This study used a type of k-means clustering called k-means++, which can improve the clustering process produced by the k-means algorithm by selecting centroids that are well-distributed throughout the data set^38,39. The centroid represents the central point of a cluster. The centroid serves as a representative value or can be used to measure distances between clusters. As the number of clusters, k was set to nine because the study aimed to classify nine groups of the different diameters and lengths of the dental implants. A two-dimensional coordinate space was used with the radiographic diameter and length set as the x- and y-axes, respectively (Fig. 7). The study aimed to find the centroid for assigning clusters well to the ground-truth group from nine clusters by tuning the weight of the feature vector.
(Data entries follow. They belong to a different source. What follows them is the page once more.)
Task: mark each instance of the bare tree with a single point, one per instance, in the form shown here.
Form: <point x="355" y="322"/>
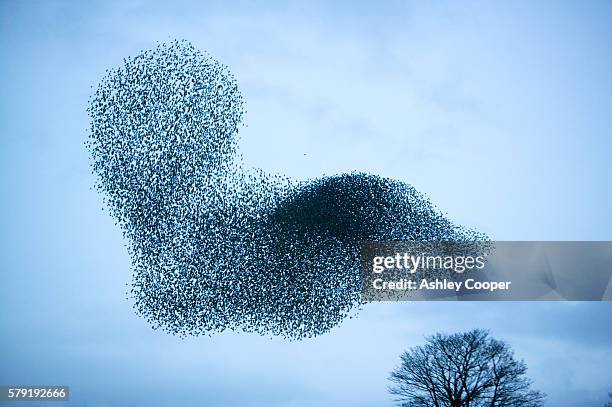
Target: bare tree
<point x="464" y="369"/>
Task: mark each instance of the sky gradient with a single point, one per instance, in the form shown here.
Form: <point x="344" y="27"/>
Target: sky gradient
<point x="500" y="112"/>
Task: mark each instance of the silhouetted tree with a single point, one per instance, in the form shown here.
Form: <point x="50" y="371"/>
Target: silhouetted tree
<point x="463" y="369"/>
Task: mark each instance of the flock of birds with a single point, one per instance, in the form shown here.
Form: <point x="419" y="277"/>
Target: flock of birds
<point x="215" y="246"/>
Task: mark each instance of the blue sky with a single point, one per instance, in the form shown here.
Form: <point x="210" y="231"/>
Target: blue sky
<point x="500" y="112"/>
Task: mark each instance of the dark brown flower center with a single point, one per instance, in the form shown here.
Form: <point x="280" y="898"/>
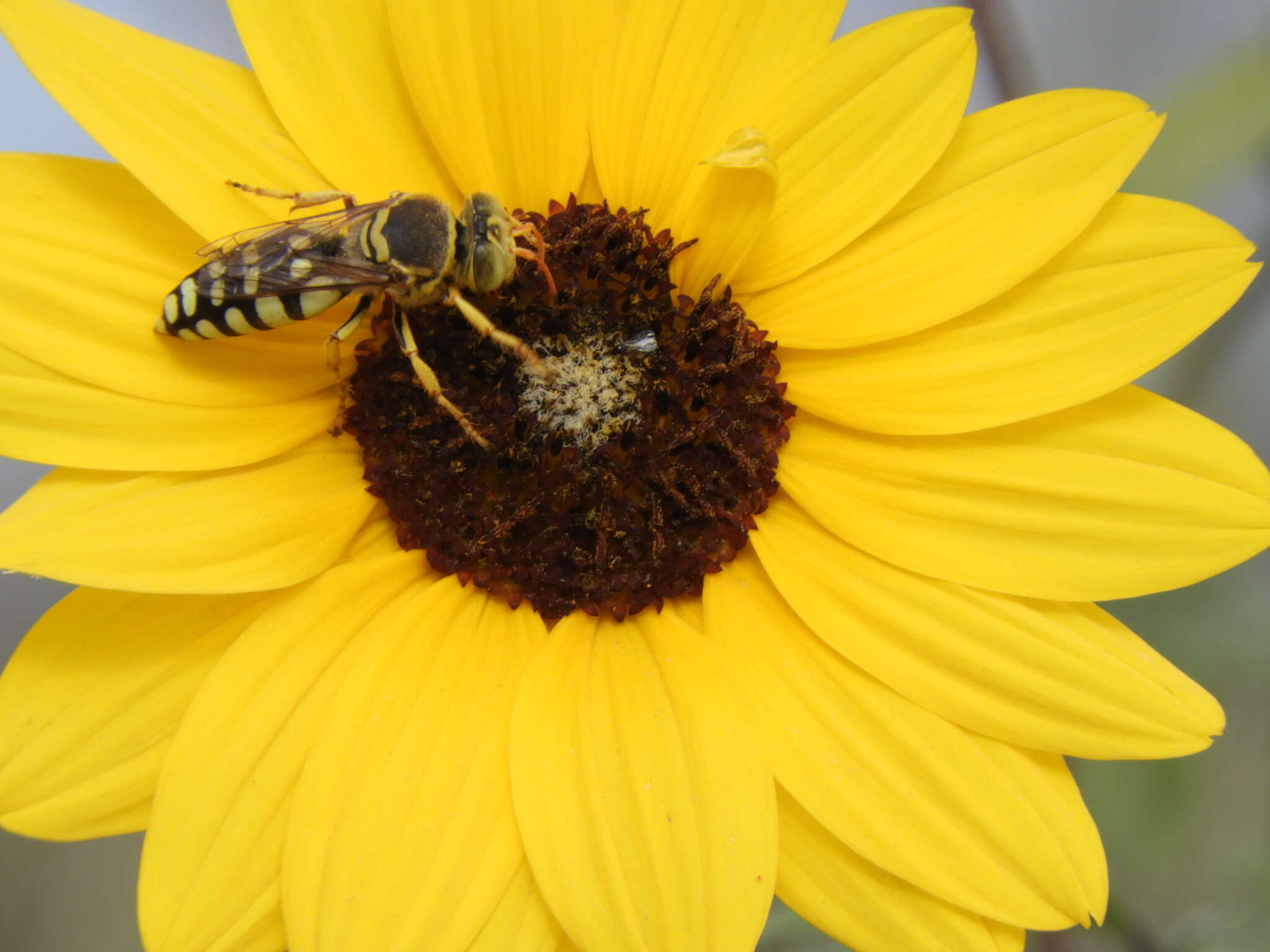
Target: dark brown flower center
<point x="613" y="484"/>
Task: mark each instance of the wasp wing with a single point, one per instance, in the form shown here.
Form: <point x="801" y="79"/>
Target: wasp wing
<point x="324" y="224"/>
<point x="304" y="254"/>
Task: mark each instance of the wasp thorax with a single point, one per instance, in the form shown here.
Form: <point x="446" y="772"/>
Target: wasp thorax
<point x="621" y="470"/>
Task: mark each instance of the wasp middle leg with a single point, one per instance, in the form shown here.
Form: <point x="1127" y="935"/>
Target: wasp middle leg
<point x="333" y="359"/>
<point x="429" y="379"/>
<point x="484" y="327"/>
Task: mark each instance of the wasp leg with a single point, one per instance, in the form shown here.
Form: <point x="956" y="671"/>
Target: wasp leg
<point x="426" y="376"/>
<point x="486" y="328"/>
<point x="301" y="200"/>
<point x="340" y="334"/>
<point x="531" y="230"/>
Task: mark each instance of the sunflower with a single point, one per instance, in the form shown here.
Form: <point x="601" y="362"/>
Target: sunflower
<point x="323" y="703"/>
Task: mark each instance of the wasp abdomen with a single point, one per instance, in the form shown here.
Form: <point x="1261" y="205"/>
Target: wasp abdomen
<point x="220" y="311"/>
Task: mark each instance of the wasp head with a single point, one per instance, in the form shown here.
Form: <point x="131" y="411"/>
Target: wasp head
<point x="486" y="257"/>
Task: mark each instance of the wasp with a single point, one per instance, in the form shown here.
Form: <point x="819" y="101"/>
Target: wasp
<point x="406" y="252"/>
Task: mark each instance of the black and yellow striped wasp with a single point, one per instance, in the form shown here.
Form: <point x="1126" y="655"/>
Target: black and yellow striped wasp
<point x="407" y="252"/>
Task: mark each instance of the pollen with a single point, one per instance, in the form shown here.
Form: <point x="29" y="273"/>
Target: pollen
<point x="590" y="392"/>
<point x="620" y="472"/>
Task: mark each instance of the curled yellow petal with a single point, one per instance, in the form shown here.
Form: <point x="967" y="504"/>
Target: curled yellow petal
<point x="854" y="130"/>
<point x="726" y="206"/>
<point x="1016" y="184"/>
<point x="675" y="79"/>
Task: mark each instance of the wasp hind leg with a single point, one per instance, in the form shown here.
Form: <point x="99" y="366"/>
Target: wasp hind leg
<point x="333" y="359"/>
<point x="426" y="376"/>
<point x="299" y="200"/>
<point x="484" y="327"/>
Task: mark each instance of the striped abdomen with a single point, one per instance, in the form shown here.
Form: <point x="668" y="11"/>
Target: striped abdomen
<point x="218" y="312"/>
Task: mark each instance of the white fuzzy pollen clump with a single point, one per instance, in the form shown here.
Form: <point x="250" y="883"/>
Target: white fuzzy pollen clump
<point x="592" y="389"/>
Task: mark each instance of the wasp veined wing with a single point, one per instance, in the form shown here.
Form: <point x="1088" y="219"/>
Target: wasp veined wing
<point x="273" y="276"/>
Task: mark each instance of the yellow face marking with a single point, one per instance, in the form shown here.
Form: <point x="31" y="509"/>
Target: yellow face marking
<point x="270" y="310"/>
<point x="375" y="235"/>
<point x="236" y="320"/>
<point x="313" y="302"/>
<point x="189" y="296"/>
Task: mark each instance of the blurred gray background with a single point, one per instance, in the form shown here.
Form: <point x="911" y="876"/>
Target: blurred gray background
<point x="1188" y="840"/>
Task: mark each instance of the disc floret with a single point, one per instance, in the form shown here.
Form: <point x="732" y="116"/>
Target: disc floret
<point x="611" y="484"/>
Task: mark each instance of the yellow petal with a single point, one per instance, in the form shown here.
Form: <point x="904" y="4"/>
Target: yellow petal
<point x="908" y="791"/>
<point x="179" y="120"/>
<point x="502" y="89"/>
<point x="332" y="76"/>
<point x="1116" y="498"/>
<point x="859" y="904"/>
<point x="87" y="257"/>
<point x="726" y="206"/>
<point x="91" y="700"/>
<point x="1142" y="281"/>
<point x="648" y="824"/>
<point x="51" y="418"/>
<point x="521" y="922"/>
<point x="1052" y="676"/>
<point x="854" y="131"/>
<point x="1016" y="184"/>
<point x="257" y="527"/>
<point x="412" y="818"/>
<point x="214" y="851"/>
<point x="673" y="83"/>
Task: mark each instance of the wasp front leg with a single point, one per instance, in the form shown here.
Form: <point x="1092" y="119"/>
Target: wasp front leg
<point x="527" y="229"/>
<point x="299" y="200"/>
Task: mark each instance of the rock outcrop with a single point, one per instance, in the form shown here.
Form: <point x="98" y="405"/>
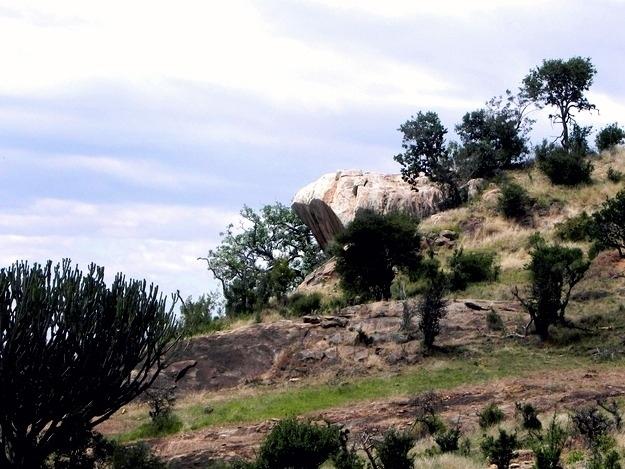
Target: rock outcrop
<point x="331" y="202"/>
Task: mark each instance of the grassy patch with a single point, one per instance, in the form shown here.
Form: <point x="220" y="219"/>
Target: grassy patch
<point x="437" y="373"/>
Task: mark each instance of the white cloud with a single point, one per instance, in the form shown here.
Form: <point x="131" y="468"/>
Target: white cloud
<point x="151" y="43"/>
<point x="158" y="242"/>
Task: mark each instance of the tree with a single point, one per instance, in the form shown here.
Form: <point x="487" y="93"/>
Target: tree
<point x="610" y="136"/>
<point x="267" y="255"/>
<point x="72" y="352"/>
<point x="432" y="308"/>
<point x="371" y="248"/>
<point x="554" y="272"/>
<point x="561" y="84"/>
<point x="425" y="152"/>
<point x="201" y="315"/>
<point x="491" y="142"/>
<point x="608" y="226"/>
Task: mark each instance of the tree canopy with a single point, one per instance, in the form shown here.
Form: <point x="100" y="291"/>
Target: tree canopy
<point x="561" y="84"/>
<point x="372" y="248"/>
<point x="72" y="352"/>
<point x="268" y="254"/>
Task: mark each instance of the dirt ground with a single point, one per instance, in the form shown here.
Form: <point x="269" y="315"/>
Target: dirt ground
<point x="547" y="391"/>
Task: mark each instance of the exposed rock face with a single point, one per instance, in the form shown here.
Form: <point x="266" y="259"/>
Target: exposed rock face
<point x="331" y="202"/>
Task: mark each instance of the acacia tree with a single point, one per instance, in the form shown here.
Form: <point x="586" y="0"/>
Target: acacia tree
<point x="561" y="84"/>
<point x="425" y="152"/>
<point x="608" y="226"/>
<point x="268" y="254"/>
<point x="72" y="352"/>
<point x="372" y="248"/>
<point x="554" y="271"/>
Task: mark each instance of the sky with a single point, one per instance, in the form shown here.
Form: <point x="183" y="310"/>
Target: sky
<point x="132" y="132"/>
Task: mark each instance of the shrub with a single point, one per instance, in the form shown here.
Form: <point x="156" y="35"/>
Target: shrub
<point x="548" y="446"/>
<point x="562" y="166"/>
<point x="529" y="416"/>
<point x="490" y="415"/>
<point x="432" y="308"/>
<point x="614" y="175"/>
<point x="500" y="451"/>
<point x="591" y="424"/>
<point x="202" y="315"/>
<point x="609" y="224"/>
<point x="68" y="348"/>
<point x="554" y="270"/>
<point x="472" y="266"/>
<point x="609" y="137"/>
<point x="494" y="321"/>
<point x="298" y="444"/>
<point x="161" y="402"/>
<point x="514" y="201"/>
<point x="301" y="304"/>
<point x="447" y="440"/>
<point x="392" y="451"/>
<point x="370" y="250"/>
<point x="577" y="228"/>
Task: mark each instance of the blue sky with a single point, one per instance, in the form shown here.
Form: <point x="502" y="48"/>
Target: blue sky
<point x="131" y="133"/>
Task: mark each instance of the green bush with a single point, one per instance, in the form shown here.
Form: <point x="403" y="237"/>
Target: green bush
<point x="302" y="445"/>
<point x="548" y="446"/>
<point x="301" y="304"/>
<point x="490" y="415"/>
<point x="514" y="202"/>
<point x="529" y="416"/>
<point x="471" y="266"/>
<point x="500" y="451"/>
<point x="609" y="137"/>
<point x="372" y="248"/>
<point x="494" y="321"/>
<point x="614" y="175"/>
<point x="554" y="270"/>
<point x="609" y="224"/>
<point x="201" y="316"/>
<point x="577" y="228"/>
<point x="448" y="440"/>
<point x="392" y="451"/>
<point x="562" y="166"/>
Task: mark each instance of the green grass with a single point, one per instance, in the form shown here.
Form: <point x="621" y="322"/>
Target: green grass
<point x="434" y="374"/>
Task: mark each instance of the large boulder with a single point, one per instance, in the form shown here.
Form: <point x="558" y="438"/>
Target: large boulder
<point x="332" y="201"/>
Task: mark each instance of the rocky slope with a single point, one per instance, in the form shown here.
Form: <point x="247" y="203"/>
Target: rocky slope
<point x="331" y="202"/>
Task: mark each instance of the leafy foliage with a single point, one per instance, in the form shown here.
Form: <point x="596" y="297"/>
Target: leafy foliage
<point x="491" y="142"/>
<point x="294" y="444"/>
<point x="266" y="256"/>
<point x="202" y="315"/>
<point x="490" y="415"/>
<point x="392" y="451"/>
<point x="561" y="84"/>
<point x="563" y="166"/>
<point x="529" y="416"/>
<point x="609" y="137"/>
<point x="68" y="348"/>
<point x="554" y="271"/>
<point x="609" y="224"/>
<point x="548" y="446"/>
<point x="471" y="266"/>
<point x="432" y="308"/>
<point x="500" y="451"/>
<point x="425" y="152"/>
<point x="514" y="201"/>
<point x="371" y="248"/>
$$f : {R}^{2}\to {R}^{2},\quad where\, f\left(D,L\right)=\left(wD, L\right) \,\, and\,\, w>0$$

(6)

Function f denotes a linear transformation that modifies the diameter component of a vector by scaling with a factor w while keeping the vertical component unchanged (Eq. (6)). This transformation stretched or compressed the vector along the horizontal axis while keeping its length constant along the vertical axis.

The changes in the vector space according to the value of w and the resulting k-means clustering outcomes were evaluated. This research set w within the range of one to 10, and we adjusted it to improve the performance of the clustering model. The same computing resources used to develop the DL model were also employed to develop the clustering model.

Statistical analysis and model performance evaluation

Statistical analysis was performed with the Python sklearn library and Stata software (StataCorp, College Station, TX) version 18. With the results of the two final models with DL and clustering approaches, the accuracy, sensitivity, specificity, F1-score, positive predictive value (PPV), negative predictive value (NPV), and AUC-ROC were calculated based on the confusion matrix (Eqs. (7)–(12), TP: true positive, TN: true negative, FP: false positive, FN: false negative, PPV: positive predictive value, NPV: negative predictive value. The recall is also known as sensitivity, and the precision is also known as PPV).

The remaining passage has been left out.